If secondments or outside placements are not feasible because of resource limitations, the development of a robust ‘on-the-job training’ programme would help ensure the development of competent reviewers. In addition, the JFDA could consider developing a relationship with reference agencies that might be willing to second one of their reviewers to the JFDA, thereby providing significant training and educational value for new assessors.

Study participants recognised the need to build a robust, flexible information technology infrastructure at the JFDA, facilitate the sharing of post-marketing surveillance information within the region or even from reference countries, which would set the stage for the agency’s leadership in the region.

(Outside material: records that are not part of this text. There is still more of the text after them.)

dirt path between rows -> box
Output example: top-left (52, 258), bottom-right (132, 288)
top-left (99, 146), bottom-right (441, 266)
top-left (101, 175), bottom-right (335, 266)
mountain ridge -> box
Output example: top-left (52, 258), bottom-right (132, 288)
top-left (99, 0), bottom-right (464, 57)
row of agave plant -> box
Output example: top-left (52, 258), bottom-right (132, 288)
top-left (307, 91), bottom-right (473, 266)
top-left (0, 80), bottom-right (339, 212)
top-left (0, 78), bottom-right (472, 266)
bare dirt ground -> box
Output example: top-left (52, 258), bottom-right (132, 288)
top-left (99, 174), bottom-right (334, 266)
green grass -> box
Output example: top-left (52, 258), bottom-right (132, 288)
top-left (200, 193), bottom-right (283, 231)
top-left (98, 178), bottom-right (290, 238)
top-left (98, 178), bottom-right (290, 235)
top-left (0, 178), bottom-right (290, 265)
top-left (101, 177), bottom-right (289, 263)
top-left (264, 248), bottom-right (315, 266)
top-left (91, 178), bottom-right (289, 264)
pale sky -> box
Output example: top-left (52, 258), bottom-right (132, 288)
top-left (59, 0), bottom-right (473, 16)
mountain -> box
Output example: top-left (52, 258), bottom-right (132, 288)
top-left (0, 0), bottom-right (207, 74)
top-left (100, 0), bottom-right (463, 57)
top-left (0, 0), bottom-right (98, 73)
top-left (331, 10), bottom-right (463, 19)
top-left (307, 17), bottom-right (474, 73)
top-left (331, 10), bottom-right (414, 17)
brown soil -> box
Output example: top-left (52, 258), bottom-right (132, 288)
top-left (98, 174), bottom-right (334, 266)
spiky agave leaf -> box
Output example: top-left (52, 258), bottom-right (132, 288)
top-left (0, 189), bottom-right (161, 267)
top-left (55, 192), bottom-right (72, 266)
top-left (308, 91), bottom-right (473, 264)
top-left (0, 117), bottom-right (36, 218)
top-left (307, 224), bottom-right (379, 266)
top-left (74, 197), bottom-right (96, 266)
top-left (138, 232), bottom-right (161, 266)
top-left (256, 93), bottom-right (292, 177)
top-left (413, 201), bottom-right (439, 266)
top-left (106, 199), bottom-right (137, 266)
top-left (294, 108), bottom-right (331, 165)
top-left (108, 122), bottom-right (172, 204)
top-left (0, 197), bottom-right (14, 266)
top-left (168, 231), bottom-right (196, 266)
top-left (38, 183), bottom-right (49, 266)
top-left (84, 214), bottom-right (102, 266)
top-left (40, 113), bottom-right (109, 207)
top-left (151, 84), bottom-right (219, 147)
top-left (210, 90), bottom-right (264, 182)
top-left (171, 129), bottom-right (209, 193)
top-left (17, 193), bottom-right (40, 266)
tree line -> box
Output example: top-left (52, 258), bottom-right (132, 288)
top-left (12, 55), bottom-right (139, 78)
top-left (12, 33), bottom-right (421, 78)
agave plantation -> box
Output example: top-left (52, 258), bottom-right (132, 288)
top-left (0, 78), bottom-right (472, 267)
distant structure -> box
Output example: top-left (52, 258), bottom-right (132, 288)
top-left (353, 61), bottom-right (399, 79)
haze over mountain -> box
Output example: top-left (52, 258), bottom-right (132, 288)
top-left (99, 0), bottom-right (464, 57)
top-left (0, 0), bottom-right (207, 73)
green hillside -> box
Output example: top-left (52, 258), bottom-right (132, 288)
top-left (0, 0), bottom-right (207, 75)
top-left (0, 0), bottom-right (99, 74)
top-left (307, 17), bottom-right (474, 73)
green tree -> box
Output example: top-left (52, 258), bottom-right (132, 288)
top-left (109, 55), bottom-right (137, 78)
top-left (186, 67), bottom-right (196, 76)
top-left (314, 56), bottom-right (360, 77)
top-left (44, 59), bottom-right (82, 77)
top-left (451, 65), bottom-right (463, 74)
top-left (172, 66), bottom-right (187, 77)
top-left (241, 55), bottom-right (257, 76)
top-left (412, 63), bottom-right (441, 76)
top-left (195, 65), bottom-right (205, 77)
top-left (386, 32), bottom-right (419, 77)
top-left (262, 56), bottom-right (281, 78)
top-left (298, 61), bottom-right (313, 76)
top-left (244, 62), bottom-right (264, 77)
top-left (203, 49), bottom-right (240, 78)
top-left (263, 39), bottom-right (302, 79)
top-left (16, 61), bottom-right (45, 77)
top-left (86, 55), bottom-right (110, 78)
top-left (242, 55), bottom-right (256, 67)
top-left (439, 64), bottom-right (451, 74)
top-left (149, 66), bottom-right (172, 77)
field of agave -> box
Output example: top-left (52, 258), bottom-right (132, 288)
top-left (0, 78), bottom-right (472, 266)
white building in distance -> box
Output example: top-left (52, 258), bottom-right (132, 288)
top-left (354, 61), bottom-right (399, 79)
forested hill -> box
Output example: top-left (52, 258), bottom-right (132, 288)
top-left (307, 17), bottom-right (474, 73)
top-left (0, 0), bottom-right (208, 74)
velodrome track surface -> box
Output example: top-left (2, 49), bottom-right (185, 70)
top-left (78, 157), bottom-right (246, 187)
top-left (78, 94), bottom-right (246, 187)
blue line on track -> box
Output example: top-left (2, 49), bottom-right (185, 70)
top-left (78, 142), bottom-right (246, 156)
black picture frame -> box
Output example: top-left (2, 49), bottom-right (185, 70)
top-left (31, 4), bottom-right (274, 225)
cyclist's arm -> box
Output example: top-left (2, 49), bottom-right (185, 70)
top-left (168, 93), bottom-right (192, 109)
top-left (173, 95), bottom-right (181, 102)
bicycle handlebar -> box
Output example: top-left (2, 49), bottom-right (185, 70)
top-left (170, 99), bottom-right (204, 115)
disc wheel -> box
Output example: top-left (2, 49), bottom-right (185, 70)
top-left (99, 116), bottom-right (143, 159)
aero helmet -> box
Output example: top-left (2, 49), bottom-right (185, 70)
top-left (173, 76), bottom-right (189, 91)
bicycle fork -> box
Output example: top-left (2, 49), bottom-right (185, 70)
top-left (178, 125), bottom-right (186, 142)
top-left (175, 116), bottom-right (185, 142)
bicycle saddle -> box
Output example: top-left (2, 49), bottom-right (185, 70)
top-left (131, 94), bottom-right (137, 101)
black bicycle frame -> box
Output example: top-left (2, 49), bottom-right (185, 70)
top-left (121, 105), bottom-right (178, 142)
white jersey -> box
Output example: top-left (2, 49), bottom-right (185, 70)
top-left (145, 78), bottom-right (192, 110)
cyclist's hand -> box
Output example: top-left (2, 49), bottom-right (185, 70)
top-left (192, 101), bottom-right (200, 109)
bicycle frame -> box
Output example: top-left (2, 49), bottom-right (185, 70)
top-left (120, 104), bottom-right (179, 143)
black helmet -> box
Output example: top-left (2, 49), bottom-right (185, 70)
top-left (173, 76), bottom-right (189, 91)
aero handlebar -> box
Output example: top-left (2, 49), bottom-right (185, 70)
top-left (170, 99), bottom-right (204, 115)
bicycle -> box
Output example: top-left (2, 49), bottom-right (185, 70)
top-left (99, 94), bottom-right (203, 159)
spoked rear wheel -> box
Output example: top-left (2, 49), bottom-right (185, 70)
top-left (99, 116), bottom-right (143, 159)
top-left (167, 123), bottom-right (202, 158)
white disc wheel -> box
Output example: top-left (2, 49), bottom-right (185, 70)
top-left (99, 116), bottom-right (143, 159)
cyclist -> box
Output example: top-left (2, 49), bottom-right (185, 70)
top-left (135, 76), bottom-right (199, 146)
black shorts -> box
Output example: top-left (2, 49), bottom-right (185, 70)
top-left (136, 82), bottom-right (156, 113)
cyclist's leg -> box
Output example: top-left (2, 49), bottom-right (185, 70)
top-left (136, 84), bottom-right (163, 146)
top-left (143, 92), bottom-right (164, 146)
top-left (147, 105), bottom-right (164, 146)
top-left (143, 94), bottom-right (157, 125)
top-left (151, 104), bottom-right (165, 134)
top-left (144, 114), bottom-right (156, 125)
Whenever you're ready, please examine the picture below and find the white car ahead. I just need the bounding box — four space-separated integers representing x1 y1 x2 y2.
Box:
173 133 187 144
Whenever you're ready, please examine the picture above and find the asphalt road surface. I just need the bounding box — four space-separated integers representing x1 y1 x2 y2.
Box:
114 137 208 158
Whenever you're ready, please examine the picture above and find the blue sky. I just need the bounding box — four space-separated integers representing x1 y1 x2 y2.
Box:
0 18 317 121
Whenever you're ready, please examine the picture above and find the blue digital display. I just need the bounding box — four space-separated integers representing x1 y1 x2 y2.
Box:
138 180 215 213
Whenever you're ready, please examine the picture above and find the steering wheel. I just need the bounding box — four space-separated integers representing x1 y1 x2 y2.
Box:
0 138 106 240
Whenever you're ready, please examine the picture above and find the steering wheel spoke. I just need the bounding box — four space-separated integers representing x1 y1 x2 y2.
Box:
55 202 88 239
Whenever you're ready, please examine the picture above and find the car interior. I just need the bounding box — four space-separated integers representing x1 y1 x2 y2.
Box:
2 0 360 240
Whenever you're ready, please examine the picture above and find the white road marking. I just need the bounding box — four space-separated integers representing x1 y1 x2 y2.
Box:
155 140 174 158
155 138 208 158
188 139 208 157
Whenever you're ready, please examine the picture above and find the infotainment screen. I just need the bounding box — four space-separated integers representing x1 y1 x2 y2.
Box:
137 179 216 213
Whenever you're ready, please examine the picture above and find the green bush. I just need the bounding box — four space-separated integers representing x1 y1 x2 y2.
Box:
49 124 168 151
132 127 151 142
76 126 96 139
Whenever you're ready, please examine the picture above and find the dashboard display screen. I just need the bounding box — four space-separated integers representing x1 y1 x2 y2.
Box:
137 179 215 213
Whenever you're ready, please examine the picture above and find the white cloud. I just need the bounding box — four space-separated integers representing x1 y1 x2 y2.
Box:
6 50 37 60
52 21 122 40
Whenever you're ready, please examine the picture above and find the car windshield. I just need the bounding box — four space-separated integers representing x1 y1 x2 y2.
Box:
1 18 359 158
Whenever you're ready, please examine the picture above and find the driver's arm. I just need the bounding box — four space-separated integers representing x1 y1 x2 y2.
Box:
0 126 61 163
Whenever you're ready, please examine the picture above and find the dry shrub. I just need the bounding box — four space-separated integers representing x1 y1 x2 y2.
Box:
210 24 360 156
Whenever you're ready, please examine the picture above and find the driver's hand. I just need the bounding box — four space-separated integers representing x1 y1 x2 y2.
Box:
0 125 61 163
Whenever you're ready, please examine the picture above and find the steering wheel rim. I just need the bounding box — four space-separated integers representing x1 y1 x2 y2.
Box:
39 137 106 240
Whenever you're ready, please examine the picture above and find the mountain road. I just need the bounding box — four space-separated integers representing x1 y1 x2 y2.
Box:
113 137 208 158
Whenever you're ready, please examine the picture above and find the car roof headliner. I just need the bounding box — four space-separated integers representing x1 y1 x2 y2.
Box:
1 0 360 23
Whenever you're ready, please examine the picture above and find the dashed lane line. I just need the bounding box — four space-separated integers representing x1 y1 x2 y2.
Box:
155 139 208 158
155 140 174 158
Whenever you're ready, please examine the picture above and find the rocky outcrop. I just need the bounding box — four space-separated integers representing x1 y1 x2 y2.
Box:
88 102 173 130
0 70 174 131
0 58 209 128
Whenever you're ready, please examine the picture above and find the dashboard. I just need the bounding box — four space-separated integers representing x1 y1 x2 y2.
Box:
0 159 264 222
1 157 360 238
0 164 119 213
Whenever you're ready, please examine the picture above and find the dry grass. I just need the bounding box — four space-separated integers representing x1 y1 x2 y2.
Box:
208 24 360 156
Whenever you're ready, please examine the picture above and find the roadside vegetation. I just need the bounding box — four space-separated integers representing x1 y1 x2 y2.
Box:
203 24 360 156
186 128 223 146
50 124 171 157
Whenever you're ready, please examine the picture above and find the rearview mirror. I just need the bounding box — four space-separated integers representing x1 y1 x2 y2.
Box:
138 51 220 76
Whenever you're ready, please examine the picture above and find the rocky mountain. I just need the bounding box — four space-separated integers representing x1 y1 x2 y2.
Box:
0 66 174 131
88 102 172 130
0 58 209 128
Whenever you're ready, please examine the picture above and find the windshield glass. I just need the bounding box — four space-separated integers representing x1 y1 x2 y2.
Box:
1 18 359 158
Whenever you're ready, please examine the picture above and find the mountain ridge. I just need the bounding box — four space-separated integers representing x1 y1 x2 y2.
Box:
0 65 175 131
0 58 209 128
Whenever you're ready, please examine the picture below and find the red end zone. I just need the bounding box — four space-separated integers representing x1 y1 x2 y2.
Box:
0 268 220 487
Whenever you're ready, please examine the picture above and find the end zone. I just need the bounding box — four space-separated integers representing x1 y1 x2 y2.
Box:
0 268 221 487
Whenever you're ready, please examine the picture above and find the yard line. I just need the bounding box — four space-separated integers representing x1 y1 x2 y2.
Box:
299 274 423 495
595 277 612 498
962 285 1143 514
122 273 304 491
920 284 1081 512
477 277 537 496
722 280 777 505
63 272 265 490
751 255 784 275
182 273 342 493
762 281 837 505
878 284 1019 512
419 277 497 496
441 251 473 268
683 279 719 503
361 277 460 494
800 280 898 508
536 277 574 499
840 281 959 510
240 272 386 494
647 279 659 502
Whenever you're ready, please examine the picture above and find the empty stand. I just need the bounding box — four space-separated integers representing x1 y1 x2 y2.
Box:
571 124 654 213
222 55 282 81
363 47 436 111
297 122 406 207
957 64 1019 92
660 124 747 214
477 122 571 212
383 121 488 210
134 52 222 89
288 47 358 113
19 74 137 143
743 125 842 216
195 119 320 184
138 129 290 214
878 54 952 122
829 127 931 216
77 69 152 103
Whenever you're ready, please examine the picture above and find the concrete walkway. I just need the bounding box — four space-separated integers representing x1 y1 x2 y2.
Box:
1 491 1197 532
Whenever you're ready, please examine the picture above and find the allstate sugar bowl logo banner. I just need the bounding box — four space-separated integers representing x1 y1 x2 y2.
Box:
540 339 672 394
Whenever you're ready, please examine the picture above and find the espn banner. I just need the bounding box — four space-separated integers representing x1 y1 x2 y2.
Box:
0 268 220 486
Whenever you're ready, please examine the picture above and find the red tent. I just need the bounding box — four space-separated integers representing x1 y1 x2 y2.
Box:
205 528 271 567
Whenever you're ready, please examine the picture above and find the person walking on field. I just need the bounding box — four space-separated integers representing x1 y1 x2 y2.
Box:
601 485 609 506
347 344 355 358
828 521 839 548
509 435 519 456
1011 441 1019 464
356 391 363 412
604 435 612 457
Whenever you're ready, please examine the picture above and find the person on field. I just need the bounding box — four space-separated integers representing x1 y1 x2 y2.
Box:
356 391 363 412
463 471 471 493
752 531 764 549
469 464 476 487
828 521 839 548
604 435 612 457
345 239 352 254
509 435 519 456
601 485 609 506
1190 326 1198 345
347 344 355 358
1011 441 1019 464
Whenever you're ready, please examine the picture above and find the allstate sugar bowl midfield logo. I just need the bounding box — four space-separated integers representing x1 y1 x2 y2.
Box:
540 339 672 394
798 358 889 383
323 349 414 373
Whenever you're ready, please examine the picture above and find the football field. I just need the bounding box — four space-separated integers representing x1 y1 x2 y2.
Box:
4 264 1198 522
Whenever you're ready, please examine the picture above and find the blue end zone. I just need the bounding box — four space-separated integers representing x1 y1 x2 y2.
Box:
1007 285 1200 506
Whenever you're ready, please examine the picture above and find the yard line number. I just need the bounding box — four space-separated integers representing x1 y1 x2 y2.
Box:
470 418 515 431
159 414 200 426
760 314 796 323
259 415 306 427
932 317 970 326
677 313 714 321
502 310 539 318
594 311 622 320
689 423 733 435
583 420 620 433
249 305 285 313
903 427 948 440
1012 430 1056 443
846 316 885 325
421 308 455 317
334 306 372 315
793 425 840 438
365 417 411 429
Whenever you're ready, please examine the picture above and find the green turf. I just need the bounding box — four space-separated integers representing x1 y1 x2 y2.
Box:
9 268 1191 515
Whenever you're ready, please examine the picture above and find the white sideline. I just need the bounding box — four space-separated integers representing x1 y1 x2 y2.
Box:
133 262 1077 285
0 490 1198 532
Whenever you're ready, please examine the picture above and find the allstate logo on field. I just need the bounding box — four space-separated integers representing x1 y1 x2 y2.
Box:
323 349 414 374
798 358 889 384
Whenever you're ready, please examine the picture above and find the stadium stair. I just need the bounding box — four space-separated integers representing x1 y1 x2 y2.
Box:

Finally, as reported by Leong et al. [18], it has been established that a structured framework for the evaluation of benefits and risks is needed for the effective review of new medicines. The JFDA may consider using the Universal Methodology for Benefit-Risk Assessment (UMBRA) framework, which has been positively assessed by several mature agencies [18]. A summary template derived from the framework has also been favourably reviewed by regulators in jurisdictions with emerging pharmaceutical markets [19].

6 Recommendations

Our comparison of the JFDA processes and practices with those of similar medium-size regulatory agencies has enabled the development of several proposals to assist the agency in its efforts to become an internationally recognised reference agency, as follows:

  1. 1.

    The JFDA could conserve resources by

    • employing a risk-stratification approach (verification review) to the regulatory review of products that have been approved by two or more reference agencies and conducting an abridged review for products that have been reviewed by only one reference agency,

    • developing separate review processes for new chemical entities and major line extensions.

  2. 2.

    The JFDA could expedite local patient access to medicines by

    • accepting CPPs after submission and before final review or accepting other evidence of prior regulatory approval such as agency website information,

    • conducting price assessments in parallel with scientific reviews,

    • enhancing its internal pharmacovigilance system as an alternative to waiting for 6 months of pharmacovigilance data from other jurisdictions.

  3. 3.

    The JFDA could enhance review quality, transparency and predictability by

    • establishing defined target times for review milestones in addition to the predefined overall authorisation procedure approval timing, improving internal tracking systems to monitor these milestones, and making this information available to all stakeholders;

    • providing publicly available summaries of the basis for approval;

    • developing a relationship with one or two reference agencies to encourage training through secondments and job shadowing.